Nell’avviso di vendita non c’era scritto nulla al riguardo …. ora ci troviamo a pagare più di 4000 € per l’estinzione di 4 ipoteche.
Come ci dobbiamo comportare? E’ corretto che il costo debba gravare sugli acquirenti dell’immobile anche se le ipoteche non sono state fatte a nome nostro?
Con la speranza di ricevere una vostra gentile risposta Vi porgo distinti saluti
Nunzia

Risposta: con il decreto di trasferimento il Giudice trasferisce il diritto di proprietà dal debitore esecutato che lo possiede all’aggiudicatario definitivo che così ne diviene il nuovo proprietario. Con il decreto il Giudice deve ordinare la cancellazione di tutte le iscrizioni ipotecarie e di tutte le trascrizioni di pignoramento gravanti sul bene. L’art. 586 c.p.c. prvede infatti che “Avvenuto il versamento del prezzo, il giudice dell’esecuzione puo’ sospendere la vendita quando ritiene che il prezzo offerto sia notevolmente inferiore a quello giusto, ovvero pronunciare decreto col quale trasferisce all’aggiudicatario il bene espropriato, ripetendo la descrizione contenuta nell’ordinanza che dispone la vendita, e ordinando che si cancellino le trascrizioni dei pignoramenti e le iscrizioni ipotecarie, se queste ultime non si riferiscono ad obbligazioni assuntesi dall’aggiudicatario a norma dell’articolo 508. Il giudice con il decreto ordina anche la cancellazione delle trascrizioni dei pignoramenti e delle iscrizioni ipotecarie successive alla trascrizione del pignoramento. Il decreto contiene altresi’ l’ingiunzione al debitore o al custode di rilasciare l’immobile venduto. Esso costituisce titolo per la trascrizione della vendita sui libri fondiari e titolo esecutivo per il rilascio“. 
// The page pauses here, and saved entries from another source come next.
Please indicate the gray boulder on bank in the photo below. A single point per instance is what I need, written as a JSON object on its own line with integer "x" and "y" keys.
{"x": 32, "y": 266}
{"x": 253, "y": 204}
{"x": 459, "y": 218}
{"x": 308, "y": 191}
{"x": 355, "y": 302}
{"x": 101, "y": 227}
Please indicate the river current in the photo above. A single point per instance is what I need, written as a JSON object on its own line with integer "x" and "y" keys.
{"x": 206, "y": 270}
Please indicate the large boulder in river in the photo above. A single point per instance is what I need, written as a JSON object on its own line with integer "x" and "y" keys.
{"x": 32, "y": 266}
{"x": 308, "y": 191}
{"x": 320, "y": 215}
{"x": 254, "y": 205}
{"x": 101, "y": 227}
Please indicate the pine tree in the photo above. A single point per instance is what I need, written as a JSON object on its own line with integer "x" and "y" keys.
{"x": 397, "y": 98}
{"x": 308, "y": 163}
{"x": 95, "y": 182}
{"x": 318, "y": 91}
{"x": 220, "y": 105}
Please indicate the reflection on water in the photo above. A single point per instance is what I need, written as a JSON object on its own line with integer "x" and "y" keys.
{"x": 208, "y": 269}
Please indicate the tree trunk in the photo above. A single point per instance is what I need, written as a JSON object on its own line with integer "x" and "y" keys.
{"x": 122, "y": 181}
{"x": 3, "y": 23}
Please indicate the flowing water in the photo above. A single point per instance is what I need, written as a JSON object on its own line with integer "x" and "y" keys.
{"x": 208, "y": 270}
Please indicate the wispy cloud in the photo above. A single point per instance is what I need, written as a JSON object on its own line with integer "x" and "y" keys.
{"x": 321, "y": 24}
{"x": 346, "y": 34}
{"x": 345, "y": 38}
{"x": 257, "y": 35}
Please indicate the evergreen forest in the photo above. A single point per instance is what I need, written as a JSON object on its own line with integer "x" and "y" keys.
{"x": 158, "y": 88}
Le spese di cancellazione delle formalità pregiudizievoli sono normalmente a carico della massa (e non dell’aggiudicatario) e prelevabili ex art. 2770 c.c. (“…Del pari ha privilegio il credito dell’acquirente di un immobile per le spese fatte per la dichiarazione di liberazione dell’immobile dalle ipoteche “) dall’aggiudicatario che le abbia anticipate; è fatto,comunque, salvo il diverso provvedimento del Giudice, che ponga le spese definitivamente a carico dell’aggiudicatario (Cass. 25 luglio 2002 n. 10.909).

Quindi, in assenza di un espresso e divorso provvedimento del Giudice, le spese di cancellazione delle formalità pregiudizievoli sono a carico della massa dei creditori.